I'm 'lucky' (apparently), because DP is 'good'. He is ruthlessly tidy and cleans the kitchen down every night, does most of the laundry, cooks a bit less than half the time and does all the nursery drops and pick ups and paperwork and nursery bags. I go away for work a lot and don't feel the need to leave a list of instructions or dinners. We used shared parental leave. I have the 'big' job.
But, BUT:
He has never organised a holiday in 13 years. Ditto Christmas, childrens' shoes and clothes, doctors appointments and vaccinations, catsitters, thinking about clubs and activities. He doesn't really clean- we usually have a cleaner for a couple of hours a week and he thinks that nothing else needs to be done (and who found and paid for the cleaner?).
Ours are small but DC1 was recently invited to a birthday party by another child at nursery. He brought the invite home and it has sat under the coffee table for WEEKS before I caved and RSVPed the parent. I hardly ever go to nursery and have no idea who she is. He knows her.
The thing my brain is busy with is what I think is the strategic work of the household- short, medium and long term- we've got people coming at the weekend, will we have enough clean towels, when do we wash them? Thinking about not just whether there is food in for dinner, but what will we eat over the week/month, how do we make sure it's balanced? DC1 is starting school next year, when are the open days, who will book and organise them, who will do the forms? When does the insurance need renewing, do we need to change utility company, what one-off cleaning (like the oven or inside kitchen drawers) should be done so we don't drown in a pool of our own filth?

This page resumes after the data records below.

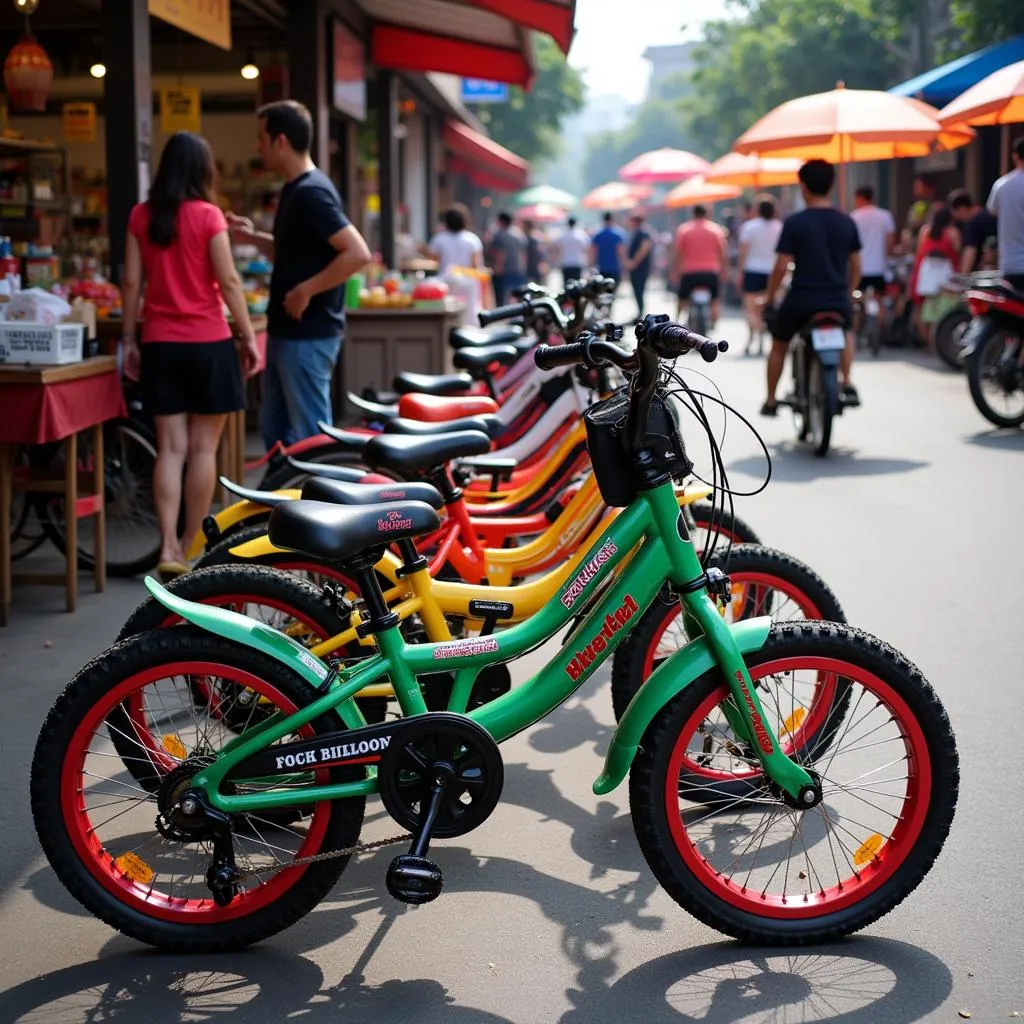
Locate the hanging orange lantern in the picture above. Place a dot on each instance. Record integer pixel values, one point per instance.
(28, 75)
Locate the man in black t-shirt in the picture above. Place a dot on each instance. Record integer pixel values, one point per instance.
(314, 250)
(979, 230)
(823, 245)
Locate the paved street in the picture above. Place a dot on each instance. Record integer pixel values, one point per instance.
(549, 911)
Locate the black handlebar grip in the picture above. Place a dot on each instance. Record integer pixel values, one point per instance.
(486, 316)
(550, 356)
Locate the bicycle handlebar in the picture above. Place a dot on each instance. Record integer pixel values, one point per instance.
(510, 311)
(536, 299)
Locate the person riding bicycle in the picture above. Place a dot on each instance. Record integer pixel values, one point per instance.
(823, 245)
(700, 260)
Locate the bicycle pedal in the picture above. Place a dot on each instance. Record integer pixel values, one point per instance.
(414, 880)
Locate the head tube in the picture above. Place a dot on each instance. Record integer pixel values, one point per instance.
(641, 393)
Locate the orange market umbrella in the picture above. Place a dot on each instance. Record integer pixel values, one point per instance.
(543, 213)
(663, 167)
(614, 196)
(997, 99)
(698, 190)
(752, 171)
(846, 126)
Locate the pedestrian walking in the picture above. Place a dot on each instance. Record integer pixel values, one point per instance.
(178, 245)
(314, 250)
(1007, 204)
(607, 250)
(640, 256)
(455, 246)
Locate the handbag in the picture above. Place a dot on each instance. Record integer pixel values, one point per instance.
(934, 272)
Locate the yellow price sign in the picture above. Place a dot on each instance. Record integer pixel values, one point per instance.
(78, 122)
(209, 19)
(179, 110)
(867, 850)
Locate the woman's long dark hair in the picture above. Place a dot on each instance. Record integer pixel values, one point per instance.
(941, 219)
(186, 171)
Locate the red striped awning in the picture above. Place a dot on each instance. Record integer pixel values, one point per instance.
(554, 17)
(486, 164)
(451, 37)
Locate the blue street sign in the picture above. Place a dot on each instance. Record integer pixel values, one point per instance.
(479, 90)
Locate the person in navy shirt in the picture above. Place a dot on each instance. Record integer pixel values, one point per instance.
(314, 250)
(607, 250)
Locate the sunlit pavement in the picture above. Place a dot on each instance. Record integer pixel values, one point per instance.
(549, 911)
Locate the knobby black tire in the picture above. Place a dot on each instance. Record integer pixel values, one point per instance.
(630, 658)
(284, 476)
(137, 654)
(648, 781)
(823, 378)
(708, 517)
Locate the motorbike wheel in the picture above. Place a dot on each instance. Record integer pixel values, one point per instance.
(731, 528)
(822, 402)
(995, 361)
(949, 336)
(760, 869)
(148, 883)
(132, 534)
(281, 475)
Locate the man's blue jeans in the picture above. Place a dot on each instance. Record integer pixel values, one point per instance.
(297, 388)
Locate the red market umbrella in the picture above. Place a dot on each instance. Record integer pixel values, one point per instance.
(663, 166)
(698, 190)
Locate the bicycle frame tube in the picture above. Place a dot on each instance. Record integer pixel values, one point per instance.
(652, 524)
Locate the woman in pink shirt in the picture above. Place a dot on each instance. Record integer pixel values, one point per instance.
(700, 260)
(187, 363)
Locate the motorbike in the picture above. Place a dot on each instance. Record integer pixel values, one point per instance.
(993, 351)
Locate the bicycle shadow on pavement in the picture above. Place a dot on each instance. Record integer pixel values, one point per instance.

And the thing that makes me so cross is, as someone up thread said, this is invisible work- and so he thinks I do a lot less than him (I am messy though...). I don't enjoy shopping for kids' clothes, it's not leisure time. But you do it on your phone or on the train or whatever, and the new trousers come, and go in the drawer, and nothing is said or noticed.
My mother warned me about this shit, and I swore blind I wouldn't do it. She laughed.